Human-in-the-Loop
Not every change should be merged without a human looking at it first. Human-in-the-loop (HITL) adds approval gates to the agent workflow — high-risk work items pause after the merge request is created and wait for a human to review and approve before proceeding.
Risk levels
Every work item and worker definition can carry a risk level that determines whether human approval is required:
| Risk level | Behaviour |
|---|---|
| LOW | Fully autonomous — the agent completes the work without pausing |
| MEDIUM | Fully autonomous — the agent completes the work without pausing |
| HIGH | Pauses after MR creation — requires human approval to continue |
| CRITICAL | Pauses after MR creation — requires human approval to continue |
If no risk level is specified, the default is LOW (fully autonomous).
The risk level can be set in two places:
| Source | Scope |
|---|---|
| Worker definition | Applies to all work items dispatched to workers of this definition |
| Work item metadata | Applies to a specific work item, overriding the worker definition |
The work item's risk level takes precedence over the worker definition's. This lets you set a sensible default on the definition and override it for specific tasks — for example, a backend worker definition might default to MEDIUM, but a particularly sensitive refactoring task might be elevated to HIGH.
Some roles carry higher inherent risk. DB_MIGRATION and DEVOPS roles default to HIGH or CRITICAL because infrastructure and schema changes have a wider blast radius than typical code changes.
The approval flow
When an agent completes work on a HIGH or CRITICAL work item, the normal flow is interrupted:
The flow works as follows:
- Agent completes work — the agent runs normally, creates a branch, and opens a merge request. This part is identical to the autonomous flow.
- Runner checks risk level — after MR creation, the runner checks the work item's risk level (from the work item metadata first, then the worker definition metadata).

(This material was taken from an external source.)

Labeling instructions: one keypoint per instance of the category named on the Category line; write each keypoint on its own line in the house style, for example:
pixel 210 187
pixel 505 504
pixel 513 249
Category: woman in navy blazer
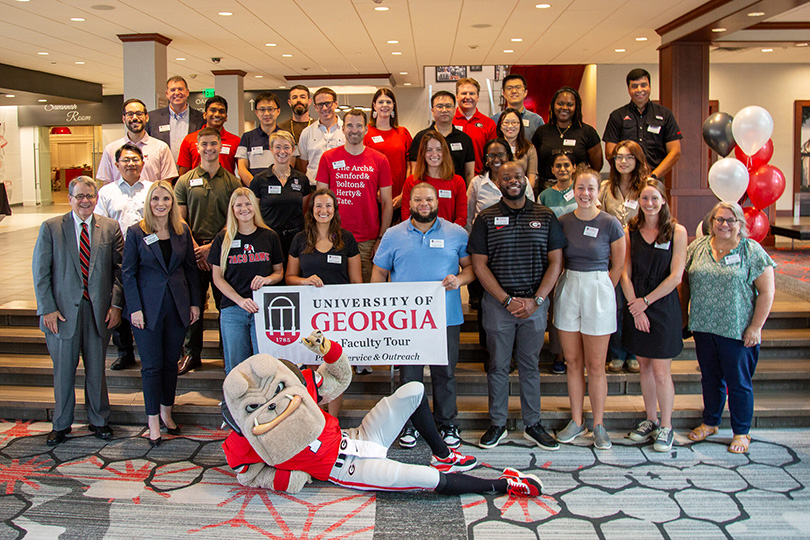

- If HIGH or CRITICAL — the work item status is set to
NEEDS_APPROVAL. The runner creates an activity record noting the MR URL and exits. The worktree is cleaned up since the branch is already on the remote. - Human reviews — a team member reviews the merge request in GitLab as they would any other MR.
- Human decides:
- Approve — the work item is moved back to
IN_PROGRESS, and the system finalises the work (merging or completing as appropriate). - Reject — the work item is set to
CANCELLED, and the human closes the MR manually.
- Approve — the work item is moved back to
The agent's work — including the merge request — is fully visible before the approval decision. The human reviewer sees the complete diff, commit messages, and any eval or guardrail results before choosing to approve or reject.
The NEEDS_APPROVAL status
NEEDS_APPROVAL is a work item status that signals the work is paused for human review. It sits in the STARTED status category, meaning the work item is considered in-flight but not progressing.
While in NEEDS_APPROVAL:
- The agent is not running — the runner has exited and the worktree has been cleaned up
- The branch and merge request exist on the remote
- No further automated action is taken until a human responds
- The work item is excluded from the dispatch queue
Approval timeouts and escalation
Work items should not sit in NEEDS_APPROVAL indefinitely. The system uses configurable timeouts to ensure that pending approvals are surfaced:
| Timeout | What happens |
|---|---|
| 1x timeout | A reminder activity is created on the work item |
| 2x timeout | An escalation activity is created (which can trigger notifications via FND) |
The timeout period is configurable. For example, with a 48-hour timeout:
- After 48 hours without a decision, a reminder activity is logged
- After 96 hours without a decision, an escalation activity is logged
These activities serve as nudges — the system does not auto-approve or auto-reject. A human must always make the final decision.
Configuring risk levels
On worker definitions
Set a default risk level for all work dispatched to a worker definition by including risk_level in the definition's metadata:
metadata:
risk_level: "HIGH"
This is appropriate when the nature of the work a definition handles is consistently high-risk — for example, a worker definition for database migrations should default to HIGH because schema changes carry inherent risk.
On work items
Override the default by setting risk_level in the work item's metadata:
metadata:
risk_level: "CRITICAL"
This is appropriate for one-off escalations — a normally low-risk task that happens to touch sensitive code, or a normally high-risk definition handling a straightforward change that can be trusted to run autonomously.
How HITL connects to other modules
- PPM — the
NEEDS_APPROVALstatus and approval/rejection actions use existing PPM status transitions. The approval flow creates PPM activities that provide an audit trail. - Agent runs — the agent run completes normally regardless of risk level. HITL does not affect the agent's execution — it gates what happens after the agent finishes.
- Guardrails — guardrail results are available before the approval decision. A human reviewer can check whether guardrails flagged any warnings before approving. See Guardrails for details.
- Orchestration — in multi-agent workflows, a work item in
NEEDS_APPROVALblocks any dependent work items from starting (since it has not reached a completed status). See Orchestration for details.